食道裂孔ヘルニアの手術
食道裂孔ヘルニアは比較的手術をしなくても保存療法だけで治療することができる病気ですが、あまりにも症状が重い場合には手術療法が適応されることがあります。今回はあまり行われない食道裂孔ヘルニアの手術方法をご紹介いたします。まず、食道裂孔からは飛び出している胃を元の状態の戻します。そして肥大している食道裂孔を縫い合わせて閉じた後に食道裂孔ヘルニアが再発しないように逆流防止手術を行います。食道の周りに胃の底部を巻きつけて逆流を防ぐ方法や噴門部を正弓状靭帯に縫い合わせて逆流を防止する方法などがあります。この手術方法はその時の食道裂孔ヘルニアの状態で変わりますので、医師とよく相談して見るといいでしょう。

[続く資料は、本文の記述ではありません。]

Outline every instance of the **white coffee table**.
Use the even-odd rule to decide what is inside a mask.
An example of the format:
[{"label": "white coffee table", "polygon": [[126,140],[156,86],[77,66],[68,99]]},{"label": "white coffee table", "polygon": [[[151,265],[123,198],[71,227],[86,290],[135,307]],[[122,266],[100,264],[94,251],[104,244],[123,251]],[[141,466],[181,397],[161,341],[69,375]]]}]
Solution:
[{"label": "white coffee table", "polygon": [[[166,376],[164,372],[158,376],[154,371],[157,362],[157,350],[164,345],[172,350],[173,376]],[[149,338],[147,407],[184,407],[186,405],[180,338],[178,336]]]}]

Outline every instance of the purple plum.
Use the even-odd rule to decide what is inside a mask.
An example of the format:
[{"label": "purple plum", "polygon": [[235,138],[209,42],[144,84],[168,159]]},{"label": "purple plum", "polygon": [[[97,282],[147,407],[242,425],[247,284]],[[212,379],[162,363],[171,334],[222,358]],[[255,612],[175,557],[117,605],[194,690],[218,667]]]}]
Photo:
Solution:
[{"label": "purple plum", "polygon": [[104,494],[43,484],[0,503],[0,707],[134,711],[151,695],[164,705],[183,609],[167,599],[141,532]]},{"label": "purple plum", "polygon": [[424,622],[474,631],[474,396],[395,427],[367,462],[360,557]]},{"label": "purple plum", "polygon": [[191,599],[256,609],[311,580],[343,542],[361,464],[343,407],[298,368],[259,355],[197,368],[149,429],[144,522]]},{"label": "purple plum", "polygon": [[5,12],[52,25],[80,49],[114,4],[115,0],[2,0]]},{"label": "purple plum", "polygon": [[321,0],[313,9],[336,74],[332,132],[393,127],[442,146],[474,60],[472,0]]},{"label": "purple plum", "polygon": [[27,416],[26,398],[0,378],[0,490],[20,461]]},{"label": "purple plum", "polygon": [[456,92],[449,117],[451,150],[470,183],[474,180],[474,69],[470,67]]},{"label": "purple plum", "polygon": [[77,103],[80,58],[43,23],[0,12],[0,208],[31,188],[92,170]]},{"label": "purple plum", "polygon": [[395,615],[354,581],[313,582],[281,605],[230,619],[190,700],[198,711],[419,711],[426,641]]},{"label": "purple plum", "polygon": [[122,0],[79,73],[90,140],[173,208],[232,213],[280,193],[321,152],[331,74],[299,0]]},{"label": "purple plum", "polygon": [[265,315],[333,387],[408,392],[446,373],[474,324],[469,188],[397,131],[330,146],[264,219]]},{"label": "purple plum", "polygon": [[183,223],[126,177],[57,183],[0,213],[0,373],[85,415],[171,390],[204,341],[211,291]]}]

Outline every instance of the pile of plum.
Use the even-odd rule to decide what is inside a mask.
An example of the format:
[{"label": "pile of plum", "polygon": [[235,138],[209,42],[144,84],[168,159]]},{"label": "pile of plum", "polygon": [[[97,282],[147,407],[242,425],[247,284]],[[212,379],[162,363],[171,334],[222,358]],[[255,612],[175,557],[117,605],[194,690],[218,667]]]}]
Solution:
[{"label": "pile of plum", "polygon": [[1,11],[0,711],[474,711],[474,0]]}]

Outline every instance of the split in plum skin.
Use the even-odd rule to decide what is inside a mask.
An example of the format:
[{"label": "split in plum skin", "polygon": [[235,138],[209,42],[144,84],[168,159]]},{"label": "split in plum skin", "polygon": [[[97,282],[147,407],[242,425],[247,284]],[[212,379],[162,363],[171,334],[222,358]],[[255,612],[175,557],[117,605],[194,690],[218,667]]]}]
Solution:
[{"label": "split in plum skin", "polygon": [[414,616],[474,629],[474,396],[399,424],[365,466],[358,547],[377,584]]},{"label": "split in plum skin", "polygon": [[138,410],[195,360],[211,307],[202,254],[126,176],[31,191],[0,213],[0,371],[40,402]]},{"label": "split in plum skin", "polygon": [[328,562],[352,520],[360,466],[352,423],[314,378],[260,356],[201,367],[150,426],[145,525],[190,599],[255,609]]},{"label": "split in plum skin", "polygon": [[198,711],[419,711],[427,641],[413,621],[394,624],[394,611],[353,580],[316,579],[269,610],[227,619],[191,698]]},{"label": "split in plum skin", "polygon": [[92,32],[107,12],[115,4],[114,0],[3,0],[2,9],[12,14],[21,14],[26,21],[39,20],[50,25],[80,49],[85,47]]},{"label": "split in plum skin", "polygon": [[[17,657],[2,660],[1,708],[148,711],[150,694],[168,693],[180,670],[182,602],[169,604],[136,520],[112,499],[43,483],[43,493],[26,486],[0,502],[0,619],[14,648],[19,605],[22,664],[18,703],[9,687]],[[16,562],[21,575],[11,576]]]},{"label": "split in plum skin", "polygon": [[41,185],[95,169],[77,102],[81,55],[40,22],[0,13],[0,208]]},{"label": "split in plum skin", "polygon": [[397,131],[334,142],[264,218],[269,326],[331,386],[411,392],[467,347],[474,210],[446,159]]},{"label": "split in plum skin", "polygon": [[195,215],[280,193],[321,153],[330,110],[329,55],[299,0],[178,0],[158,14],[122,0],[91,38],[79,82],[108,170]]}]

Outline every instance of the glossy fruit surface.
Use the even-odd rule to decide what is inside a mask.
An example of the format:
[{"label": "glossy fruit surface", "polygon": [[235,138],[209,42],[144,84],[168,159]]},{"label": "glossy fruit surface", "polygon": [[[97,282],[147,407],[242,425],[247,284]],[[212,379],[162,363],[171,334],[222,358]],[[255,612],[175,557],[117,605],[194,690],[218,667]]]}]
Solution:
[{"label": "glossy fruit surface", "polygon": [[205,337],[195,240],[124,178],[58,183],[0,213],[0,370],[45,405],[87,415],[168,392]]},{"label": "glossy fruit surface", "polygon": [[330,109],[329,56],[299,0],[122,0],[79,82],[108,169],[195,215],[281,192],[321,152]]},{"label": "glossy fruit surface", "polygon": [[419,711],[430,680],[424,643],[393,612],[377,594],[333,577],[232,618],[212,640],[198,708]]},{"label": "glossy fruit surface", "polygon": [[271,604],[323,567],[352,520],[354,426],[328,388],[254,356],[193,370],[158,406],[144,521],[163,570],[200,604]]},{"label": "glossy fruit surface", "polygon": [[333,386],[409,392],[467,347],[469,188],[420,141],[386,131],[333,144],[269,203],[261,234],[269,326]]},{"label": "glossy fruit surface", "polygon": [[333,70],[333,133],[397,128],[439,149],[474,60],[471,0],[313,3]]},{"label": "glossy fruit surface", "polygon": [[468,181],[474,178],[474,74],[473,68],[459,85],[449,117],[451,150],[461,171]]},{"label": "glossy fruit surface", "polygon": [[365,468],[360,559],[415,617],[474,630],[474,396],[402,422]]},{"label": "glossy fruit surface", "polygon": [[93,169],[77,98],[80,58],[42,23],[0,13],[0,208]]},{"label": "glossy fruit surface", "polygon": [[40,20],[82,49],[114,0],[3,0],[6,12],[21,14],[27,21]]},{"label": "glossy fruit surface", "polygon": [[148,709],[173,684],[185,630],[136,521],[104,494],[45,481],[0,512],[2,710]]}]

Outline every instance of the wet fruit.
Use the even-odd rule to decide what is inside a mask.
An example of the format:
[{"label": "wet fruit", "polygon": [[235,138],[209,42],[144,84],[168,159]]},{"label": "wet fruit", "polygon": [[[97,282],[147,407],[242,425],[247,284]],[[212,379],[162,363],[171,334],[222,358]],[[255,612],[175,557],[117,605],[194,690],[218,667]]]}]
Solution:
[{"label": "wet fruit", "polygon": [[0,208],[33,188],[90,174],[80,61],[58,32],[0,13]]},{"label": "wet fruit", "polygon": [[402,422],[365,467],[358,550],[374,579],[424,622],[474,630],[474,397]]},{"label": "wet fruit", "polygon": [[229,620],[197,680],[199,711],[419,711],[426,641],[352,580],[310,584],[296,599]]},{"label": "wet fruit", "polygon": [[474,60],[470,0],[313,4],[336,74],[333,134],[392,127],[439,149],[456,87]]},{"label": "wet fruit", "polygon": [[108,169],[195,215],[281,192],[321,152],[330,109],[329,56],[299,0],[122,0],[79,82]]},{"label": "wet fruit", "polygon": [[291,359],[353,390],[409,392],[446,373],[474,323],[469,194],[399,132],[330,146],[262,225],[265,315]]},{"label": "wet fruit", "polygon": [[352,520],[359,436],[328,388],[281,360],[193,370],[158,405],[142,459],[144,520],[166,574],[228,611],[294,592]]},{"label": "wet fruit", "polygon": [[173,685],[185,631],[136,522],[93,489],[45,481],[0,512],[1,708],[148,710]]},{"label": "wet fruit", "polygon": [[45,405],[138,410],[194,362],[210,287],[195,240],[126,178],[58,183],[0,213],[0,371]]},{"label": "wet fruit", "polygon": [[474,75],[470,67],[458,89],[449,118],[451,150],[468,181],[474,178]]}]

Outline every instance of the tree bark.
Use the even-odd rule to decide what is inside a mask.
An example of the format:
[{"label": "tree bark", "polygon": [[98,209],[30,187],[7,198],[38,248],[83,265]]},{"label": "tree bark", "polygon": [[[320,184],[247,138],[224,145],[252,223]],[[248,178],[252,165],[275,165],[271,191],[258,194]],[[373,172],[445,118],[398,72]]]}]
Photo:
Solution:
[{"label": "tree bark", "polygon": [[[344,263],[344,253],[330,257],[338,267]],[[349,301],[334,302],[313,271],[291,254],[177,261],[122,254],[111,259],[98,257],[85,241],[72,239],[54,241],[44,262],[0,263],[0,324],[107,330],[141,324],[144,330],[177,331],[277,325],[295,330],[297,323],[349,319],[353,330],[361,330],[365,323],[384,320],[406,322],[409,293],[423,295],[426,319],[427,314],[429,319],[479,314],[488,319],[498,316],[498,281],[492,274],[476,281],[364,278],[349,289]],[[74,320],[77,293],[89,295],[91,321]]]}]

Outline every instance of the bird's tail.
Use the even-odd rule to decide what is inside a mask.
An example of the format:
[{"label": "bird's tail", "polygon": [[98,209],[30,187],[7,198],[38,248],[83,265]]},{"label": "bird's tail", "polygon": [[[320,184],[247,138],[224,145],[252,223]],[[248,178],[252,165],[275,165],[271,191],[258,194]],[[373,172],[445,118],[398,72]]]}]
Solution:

そして最近では腹腔鏡や内視鏡を使用して切開しなくても簡単に手術ができる方法が取り入れられています。そのため以前のように切開手術を行って食道裂孔をふさぐ手術はあまり行われなくなりましたので、リスクをあまり背負うことなく手術治療を行えますので安心してください。腹腔鏡手術では全身麻酔を行ってお腹に穴をあけて挿入して行います。入院期間を1週間程度必要とします。内視鏡手術は大学病院で行われることが多い手術で保険も適応外なのであまり利用されることはありません。入院期間は2泊3日と比較的早く退院ができるので時間がない方にはこの手術をお勧めします。ですが、最終的には医師とどの手術方法が最適なのかじっくり話しあってから決めるようにしましょう。